Signe Gardo was still baking celebration cakes in the final week that her Heaven Bound Bakery & Café was open. COURTESY SIGNE’S BAKERY & CAFÉ
Signe Gardo, founder and owner of Hilton Head Island’s landmark eatery, Signe’s Heaven Bound Bakery & Café, has retired and closed her shop Dec. 24. “I have plans to finally relax and then write a cookbook with one of my daughters,” said Signe.
The business marked its 50th year in business, with Signe at the helm the entire time, on Aug. 11, 2022.
Although the iconic Heaven Bound Bakery Café at 93 Arrow Road will be closed for good, the facility itself is being refurbished and will re-open in February with a new eatery, Sprout Momma Breads. This family venture has become popular locally over 12 years as an artisan bread baking enterprise on Hilton Head Island’s north end, with regular appearances at regional festivals and farmers’ markets plus wholesale clients.
“They will do well,” said Signe. “Kim Tavino and her family are enthusiastic, youthful and have the right kind of work ethic to succeed in the restaurant business which can be stressful.”
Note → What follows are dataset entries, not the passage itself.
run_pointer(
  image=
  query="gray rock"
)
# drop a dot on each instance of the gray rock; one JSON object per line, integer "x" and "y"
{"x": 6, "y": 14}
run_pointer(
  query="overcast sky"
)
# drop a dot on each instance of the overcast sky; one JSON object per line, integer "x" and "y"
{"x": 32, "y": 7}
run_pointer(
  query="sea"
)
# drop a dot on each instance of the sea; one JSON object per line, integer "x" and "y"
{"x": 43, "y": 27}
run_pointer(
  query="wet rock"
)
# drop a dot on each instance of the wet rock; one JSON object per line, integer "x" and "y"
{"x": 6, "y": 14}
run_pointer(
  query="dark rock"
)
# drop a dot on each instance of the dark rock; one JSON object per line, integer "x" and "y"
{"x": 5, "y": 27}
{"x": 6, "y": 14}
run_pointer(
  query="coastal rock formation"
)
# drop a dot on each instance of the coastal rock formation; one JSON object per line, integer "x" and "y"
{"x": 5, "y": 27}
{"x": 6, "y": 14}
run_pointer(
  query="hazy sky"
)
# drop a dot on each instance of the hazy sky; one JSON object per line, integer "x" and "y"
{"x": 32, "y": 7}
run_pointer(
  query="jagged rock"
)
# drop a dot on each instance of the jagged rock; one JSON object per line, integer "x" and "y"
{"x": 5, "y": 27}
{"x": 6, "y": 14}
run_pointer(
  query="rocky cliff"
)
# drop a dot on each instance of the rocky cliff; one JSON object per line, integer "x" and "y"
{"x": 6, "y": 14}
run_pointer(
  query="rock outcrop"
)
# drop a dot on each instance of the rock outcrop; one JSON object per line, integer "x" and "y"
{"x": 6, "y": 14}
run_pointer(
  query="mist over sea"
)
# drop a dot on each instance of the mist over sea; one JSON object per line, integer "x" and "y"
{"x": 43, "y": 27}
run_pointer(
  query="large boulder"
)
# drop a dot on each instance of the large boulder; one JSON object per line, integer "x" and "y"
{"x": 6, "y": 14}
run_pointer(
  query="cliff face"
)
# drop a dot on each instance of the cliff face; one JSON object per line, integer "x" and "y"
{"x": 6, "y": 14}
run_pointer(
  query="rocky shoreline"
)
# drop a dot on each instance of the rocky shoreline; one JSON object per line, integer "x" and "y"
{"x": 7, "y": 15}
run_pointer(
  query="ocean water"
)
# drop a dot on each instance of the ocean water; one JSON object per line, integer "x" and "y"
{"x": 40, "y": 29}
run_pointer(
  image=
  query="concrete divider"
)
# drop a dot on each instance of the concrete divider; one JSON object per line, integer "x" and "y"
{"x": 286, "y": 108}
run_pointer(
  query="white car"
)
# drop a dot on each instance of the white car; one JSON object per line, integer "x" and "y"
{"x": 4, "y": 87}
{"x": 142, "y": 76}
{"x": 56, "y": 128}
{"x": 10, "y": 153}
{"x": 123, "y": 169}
Signe’s original bakery café was opened in the summer of 1972 in a former lighthouse keeper’s cottage in the area of Sea Pines Resort called Harbour Town. It moved to its current location in 1984. Unpretentious in nature, the eatery has garnered both local and national celebrity status for its expansive, unconventional menu and fanciful, low-key décor. It was a favorite stop for Heritage Golf Classic greats like Johnny Miller and Tom Watson, as well as tennis superstars Martina Navratilova, Evonne Goolagong and Chris Evert in the Family Circle Cup.
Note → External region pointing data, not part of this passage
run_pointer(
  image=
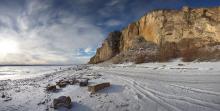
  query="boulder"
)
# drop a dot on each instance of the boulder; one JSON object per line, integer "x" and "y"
{"x": 62, "y": 101}
{"x": 83, "y": 82}
{"x": 62, "y": 83}
{"x": 51, "y": 87}
{"x": 97, "y": 87}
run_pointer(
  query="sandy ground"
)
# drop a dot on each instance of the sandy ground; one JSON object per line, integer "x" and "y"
{"x": 173, "y": 86}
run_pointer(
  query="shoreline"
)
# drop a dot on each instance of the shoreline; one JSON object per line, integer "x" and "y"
{"x": 153, "y": 86}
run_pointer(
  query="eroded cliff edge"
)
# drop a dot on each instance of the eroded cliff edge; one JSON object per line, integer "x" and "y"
{"x": 164, "y": 34}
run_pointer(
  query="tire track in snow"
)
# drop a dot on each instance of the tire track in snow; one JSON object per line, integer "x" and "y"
{"x": 155, "y": 77}
{"x": 152, "y": 94}
{"x": 197, "y": 90}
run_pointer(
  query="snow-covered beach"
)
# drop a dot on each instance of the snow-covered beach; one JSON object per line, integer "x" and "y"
{"x": 173, "y": 86}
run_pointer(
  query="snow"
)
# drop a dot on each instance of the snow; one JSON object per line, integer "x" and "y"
{"x": 172, "y": 86}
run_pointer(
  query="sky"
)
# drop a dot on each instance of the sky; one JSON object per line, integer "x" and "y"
{"x": 69, "y": 31}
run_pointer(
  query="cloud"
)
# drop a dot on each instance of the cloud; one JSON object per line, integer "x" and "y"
{"x": 113, "y": 22}
{"x": 46, "y": 37}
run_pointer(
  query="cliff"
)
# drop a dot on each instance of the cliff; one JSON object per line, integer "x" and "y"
{"x": 200, "y": 27}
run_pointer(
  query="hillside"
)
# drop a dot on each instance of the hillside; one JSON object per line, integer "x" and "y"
{"x": 161, "y": 35}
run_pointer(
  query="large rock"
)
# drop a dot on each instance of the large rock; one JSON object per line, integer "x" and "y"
{"x": 162, "y": 26}
{"x": 62, "y": 101}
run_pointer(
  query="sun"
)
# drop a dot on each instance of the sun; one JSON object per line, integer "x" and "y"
{"x": 8, "y": 47}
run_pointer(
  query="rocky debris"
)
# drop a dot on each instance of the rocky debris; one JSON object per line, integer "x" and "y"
{"x": 8, "y": 99}
{"x": 62, "y": 101}
{"x": 97, "y": 87}
{"x": 83, "y": 82}
{"x": 3, "y": 95}
{"x": 180, "y": 64}
{"x": 51, "y": 87}
{"x": 62, "y": 83}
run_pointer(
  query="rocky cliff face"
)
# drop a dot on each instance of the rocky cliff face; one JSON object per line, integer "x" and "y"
{"x": 161, "y": 26}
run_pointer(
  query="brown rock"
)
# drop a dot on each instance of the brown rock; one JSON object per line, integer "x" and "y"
{"x": 97, "y": 87}
{"x": 202, "y": 25}
{"x": 62, "y": 101}
{"x": 83, "y": 82}
{"x": 51, "y": 87}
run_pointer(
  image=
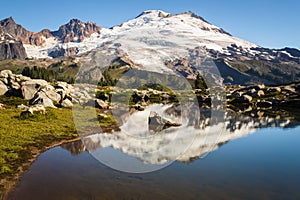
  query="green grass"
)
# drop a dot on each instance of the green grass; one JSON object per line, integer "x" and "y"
{"x": 18, "y": 135}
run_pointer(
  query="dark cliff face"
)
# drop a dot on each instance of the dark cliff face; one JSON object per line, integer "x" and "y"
{"x": 76, "y": 31}
{"x": 10, "y": 48}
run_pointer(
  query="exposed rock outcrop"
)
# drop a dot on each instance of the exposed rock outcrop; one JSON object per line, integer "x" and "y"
{"x": 76, "y": 31}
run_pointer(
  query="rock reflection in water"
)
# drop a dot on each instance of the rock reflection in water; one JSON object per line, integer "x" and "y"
{"x": 201, "y": 132}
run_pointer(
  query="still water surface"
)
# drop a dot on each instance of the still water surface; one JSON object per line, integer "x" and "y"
{"x": 262, "y": 165}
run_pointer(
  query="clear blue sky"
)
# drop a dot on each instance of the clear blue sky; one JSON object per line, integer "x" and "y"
{"x": 269, "y": 23}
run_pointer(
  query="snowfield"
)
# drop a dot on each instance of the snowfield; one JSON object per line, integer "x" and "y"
{"x": 151, "y": 39}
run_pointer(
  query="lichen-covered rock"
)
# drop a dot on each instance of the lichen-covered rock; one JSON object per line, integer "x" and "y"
{"x": 3, "y": 88}
{"x": 31, "y": 87}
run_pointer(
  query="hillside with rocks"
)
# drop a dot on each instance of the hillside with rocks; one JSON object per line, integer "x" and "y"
{"x": 155, "y": 41}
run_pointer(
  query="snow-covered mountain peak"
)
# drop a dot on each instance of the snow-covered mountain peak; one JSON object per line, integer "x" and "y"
{"x": 154, "y": 14}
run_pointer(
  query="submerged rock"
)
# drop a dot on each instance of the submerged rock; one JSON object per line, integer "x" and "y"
{"x": 157, "y": 123}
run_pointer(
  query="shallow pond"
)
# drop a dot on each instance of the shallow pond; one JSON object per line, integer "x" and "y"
{"x": 253, "y": 159}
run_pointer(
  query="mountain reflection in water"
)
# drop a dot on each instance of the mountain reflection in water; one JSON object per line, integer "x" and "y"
{"x": 201, "y": 132}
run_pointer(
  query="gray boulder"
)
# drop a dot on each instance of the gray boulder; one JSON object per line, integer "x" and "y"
{"x": 30, "y": 88}
{"x": 3, "y": 88}
{"x": 101, "y": 104}
{"x": 67, "y": 103}
{"x": 157, "y": 123}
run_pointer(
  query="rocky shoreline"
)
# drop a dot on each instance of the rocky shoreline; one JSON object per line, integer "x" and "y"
{"x": 62, "y": 94}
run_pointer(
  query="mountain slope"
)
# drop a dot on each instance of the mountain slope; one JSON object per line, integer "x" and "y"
{"x": 165, "y": 43}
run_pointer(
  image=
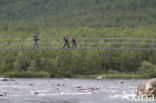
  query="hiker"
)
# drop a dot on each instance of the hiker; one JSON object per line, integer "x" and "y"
{"x": 66, "y": 41}
{"x": 35, "y": 38}
{"x": 74, "y": 42}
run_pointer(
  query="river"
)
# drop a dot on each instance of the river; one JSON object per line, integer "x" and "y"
{"x": 69, "y": 91}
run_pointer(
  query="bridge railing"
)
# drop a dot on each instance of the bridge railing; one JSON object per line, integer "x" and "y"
{"x": 82, "y": 43}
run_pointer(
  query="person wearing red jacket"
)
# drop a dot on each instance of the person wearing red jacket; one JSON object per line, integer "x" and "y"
{"x": 74, "y": 42}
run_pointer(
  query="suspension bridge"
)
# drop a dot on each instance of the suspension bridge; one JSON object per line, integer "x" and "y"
{"x": 82, "y": 44}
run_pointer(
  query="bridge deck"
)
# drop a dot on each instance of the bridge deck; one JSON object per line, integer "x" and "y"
{"x": 82, "y": 43}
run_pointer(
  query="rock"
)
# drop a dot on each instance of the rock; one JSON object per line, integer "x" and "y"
{"x": 122, "y": 82}
{"x": 36, "y": 93}
{"x": 1, "y": 95}
{"x": 148, "y": 88}
{"x": 78, "y": 87}
{"x": 100, "y": 77}
{"x": 31, "y": 84}
{"x": 7, "y": 79}
{"x": 58, "y": 85}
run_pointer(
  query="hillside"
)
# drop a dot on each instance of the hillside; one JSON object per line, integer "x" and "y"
{"x": 35, "y": 15}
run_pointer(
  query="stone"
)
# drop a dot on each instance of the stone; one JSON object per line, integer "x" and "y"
{"x": 100, "y": 77}
{"x": 148, "y": 88}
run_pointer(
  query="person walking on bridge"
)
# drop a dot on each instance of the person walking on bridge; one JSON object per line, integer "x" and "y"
{"x": 35, "y": 38}
{"x": 74, "y": 42}
{"x": 66, "y": 41}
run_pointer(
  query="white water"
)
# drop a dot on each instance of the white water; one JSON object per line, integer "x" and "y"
{"x": 67, "y": 91}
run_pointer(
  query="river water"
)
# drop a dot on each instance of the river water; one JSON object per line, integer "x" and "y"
{"x": 69, "y": 91}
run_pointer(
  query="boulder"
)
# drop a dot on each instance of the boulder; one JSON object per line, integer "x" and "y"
{"x": 100, "y": 77}
{"x": 6, "y": 79}
{"x": 148, "y": 88}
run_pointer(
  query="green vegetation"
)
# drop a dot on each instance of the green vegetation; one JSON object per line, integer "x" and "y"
{"x": 83, "y": 18}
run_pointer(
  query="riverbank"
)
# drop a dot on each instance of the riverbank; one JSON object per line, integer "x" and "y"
{"x": 47, "y": 75}
{"x": 113, "y": 76}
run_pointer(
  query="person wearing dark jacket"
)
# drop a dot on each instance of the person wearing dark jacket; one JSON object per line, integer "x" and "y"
{"x": 74, "y": 42}
{"x": 66, "y": 41}
{"x": 35, "y": 38}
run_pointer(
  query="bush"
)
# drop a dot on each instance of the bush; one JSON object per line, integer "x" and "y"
{"x": 147, "y": 69}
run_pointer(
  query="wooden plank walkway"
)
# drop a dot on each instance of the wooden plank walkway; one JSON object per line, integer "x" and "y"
{"x": 82, "y": 43}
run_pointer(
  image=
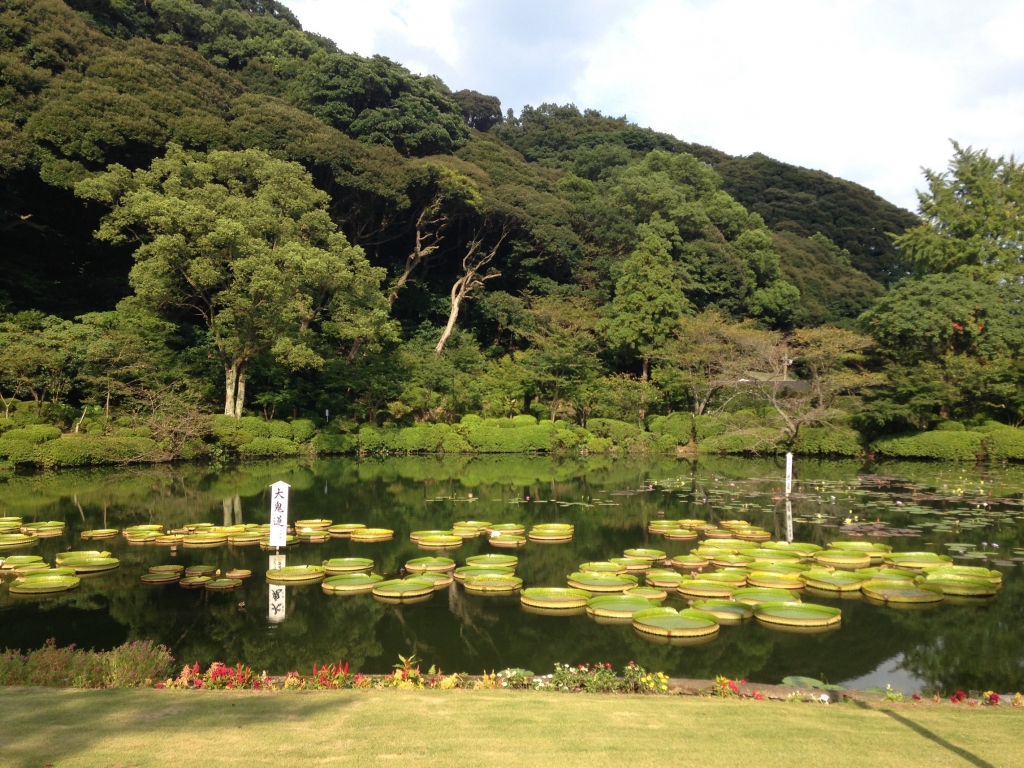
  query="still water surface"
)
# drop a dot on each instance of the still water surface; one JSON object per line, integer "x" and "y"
{"x": 609, "y": 502}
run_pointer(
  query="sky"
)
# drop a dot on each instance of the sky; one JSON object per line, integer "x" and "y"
{"x": 871, "y": 91}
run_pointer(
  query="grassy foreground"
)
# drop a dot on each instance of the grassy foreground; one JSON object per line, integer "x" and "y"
{"x": 67, "y": 728}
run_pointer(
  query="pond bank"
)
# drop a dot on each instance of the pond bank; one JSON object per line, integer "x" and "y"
{"x": 435, "y": 728}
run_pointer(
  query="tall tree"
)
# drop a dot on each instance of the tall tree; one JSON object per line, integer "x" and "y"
{"x": 243, "y": 243}
{"x": 648, "y": 300}
{"x": 973, "y": 218}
Named Hilton Head Island’s Small Business of the Year in 2007 by the Hilton Head Island-Bluffton Chamber of Commerce, Signe’s was once described by the New York Times as a “café with food that is as healthful as the climate and activities on Hilton Head Island.”
Over its 50-year span, the bakery café has been featured in Southern Living Magazine three times as well as Bon Appetit, Travel & Leisure, Town & Country, Destination Weddings plus numerous other publications, as well as The Food Network, CBS Sunday Morning and the Today Show. Signe herself has been portrayed in US Weekly Magazine and South Carolina Living.
TV celeb Rachael Ray stopped by in 2004 and swooned over Signe’s deep-dish blueberry French Toast. Grandmothers have routinely arrived with their granddaughters in tow to share the same jumbo oatmeal raisin cookies that they once ate while vacationing on the island.
Now 81, Signe figures she has made more than 4,000 wedding cakes and that she had plenty of help. “Staying in this business for this long, I didn’t do it by myself. I have worked with more than 2,000 employees over the decades,” she said. “They are part of my life and I just try to be respectful and appreciate what they are doing to make it happen.”
She also acknowledges to have never followed a business plan other than making her customers happy and living by her faith. “About two years ago when I broke my leg, I began wondering how long this would last,” said Signe. “I did not think of an exit plan. I just try to listen to the Lord each day. I knew that when it was time, he would let me know. And, now he has.”